You basically need to manually simulate a serial position when sending a fat parallel word into the serializer to get that extended 2x/4x/5x output via software. This is simple when you use for example, a 2:1 serializer or DDR output and have an even PWM size.
Example, say I want a 65536 PWM running at 1GHz, but my FPGA logic can only handle a 500MHz counter max, I would:
Main loop_timer = 65535 -> 0 , -2 per 500MHz clock, begin
Data serilizer 2:1 source bit 1 <= PWM_output_val > (loop_timer - 1) ;
bit 0 <= PWM_output_val > (loop_timer - 0) ;
end
You can imagine using a 4:1 serializer by running the loop_timer at 250MHz, -4 per clock and extending the source bit input to source bits 3,2,1,0.
Or you can do a 8:1, or 16:1 and slow down the speed of your loop_timer and it's section of code. You should be able to use 3/10/20GHz transmitters to make an insanely precise PWM.
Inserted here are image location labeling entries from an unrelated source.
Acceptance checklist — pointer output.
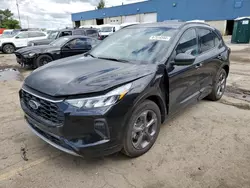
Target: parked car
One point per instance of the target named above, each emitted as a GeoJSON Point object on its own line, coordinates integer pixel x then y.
{"type": "Point", "coordinates": [36, 56]}
{"type": "Point", "coordinates": [10, 43]}
{"type": "Point", "coordinates": [116, 96]}
{"type": "Point", "coordinates": [106, 30]}
{"type": "Point", "coordinates": [65, 32]}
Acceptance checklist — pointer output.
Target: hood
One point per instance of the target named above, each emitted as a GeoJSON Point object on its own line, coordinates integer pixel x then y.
{"type": "Point", "coordinates": [82, 75]}
{"type": "Point", "coordinates": [37, 49]}
{"type": "Point", "coordinates": [42, 41]}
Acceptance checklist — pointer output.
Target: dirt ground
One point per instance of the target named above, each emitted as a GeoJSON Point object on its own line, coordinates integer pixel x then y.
{"type": "Point", "coordinates": [207, 145]}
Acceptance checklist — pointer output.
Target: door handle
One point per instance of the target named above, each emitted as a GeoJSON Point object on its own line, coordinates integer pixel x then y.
{"type": "Point", "coordinates": [198, 65]}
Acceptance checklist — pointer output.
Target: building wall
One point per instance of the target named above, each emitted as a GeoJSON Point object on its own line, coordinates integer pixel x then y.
{"type": "Point", "coordinates": [177, 9]}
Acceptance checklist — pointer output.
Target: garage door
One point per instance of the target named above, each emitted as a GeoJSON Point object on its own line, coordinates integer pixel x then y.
{"type": "Point", "coordinates": [150, 17]}
{"type": "Point", "coordinates": [131, 18]}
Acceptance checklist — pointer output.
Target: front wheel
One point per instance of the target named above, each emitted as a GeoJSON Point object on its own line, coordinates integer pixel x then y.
{"type": "Point", "coordinates": [42, 60]}
{"type": "Point", "coordinates": [219, 86]}
{"type": "Point", "coordinates": [142, 130]}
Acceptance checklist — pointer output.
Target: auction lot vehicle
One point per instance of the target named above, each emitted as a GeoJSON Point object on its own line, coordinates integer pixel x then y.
{"type": "Point", "coordinates": [36, 56]}
{"type": "Point", "coordinates": [106, 30]}
{"type": "Point", "coordinates": [65, 32]}
{"type": "Point", "coordinates": [10, 43]}
{"type": "Point", "coordinates": [115, 97]}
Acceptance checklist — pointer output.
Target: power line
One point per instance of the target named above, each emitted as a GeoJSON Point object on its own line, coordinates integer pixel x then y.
{"type": "Point", "coordinates": [18, 13]}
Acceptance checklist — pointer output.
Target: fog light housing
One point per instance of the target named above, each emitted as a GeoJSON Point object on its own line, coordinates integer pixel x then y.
{"type": "Point", "coordinates": [101, 128]}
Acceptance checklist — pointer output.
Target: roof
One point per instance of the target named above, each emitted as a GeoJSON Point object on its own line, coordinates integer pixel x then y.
{"type": "Point", "coordinates": [169, 24]}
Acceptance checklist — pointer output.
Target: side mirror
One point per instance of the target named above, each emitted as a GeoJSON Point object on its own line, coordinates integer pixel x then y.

Odd numbers like 5:1 or 10:1 can also work, but, the compiler wont simplify out the logic gates a neatly as power of 2s.
(Oh, don't forget to latch 'PWM_output_val' once every loop around of 'loop_timer', otherwise you will get random gobble in the middle if the that reg changes at a lemon time.)
Also flip everything around to positive and add to simplify gate count.
Writing it out my way allows the same code to function on any vendor's FPGA who has a DDR output or a serializer output with a parallel input. Only the IOBUF/OSERDES function initiation will be vendor specific.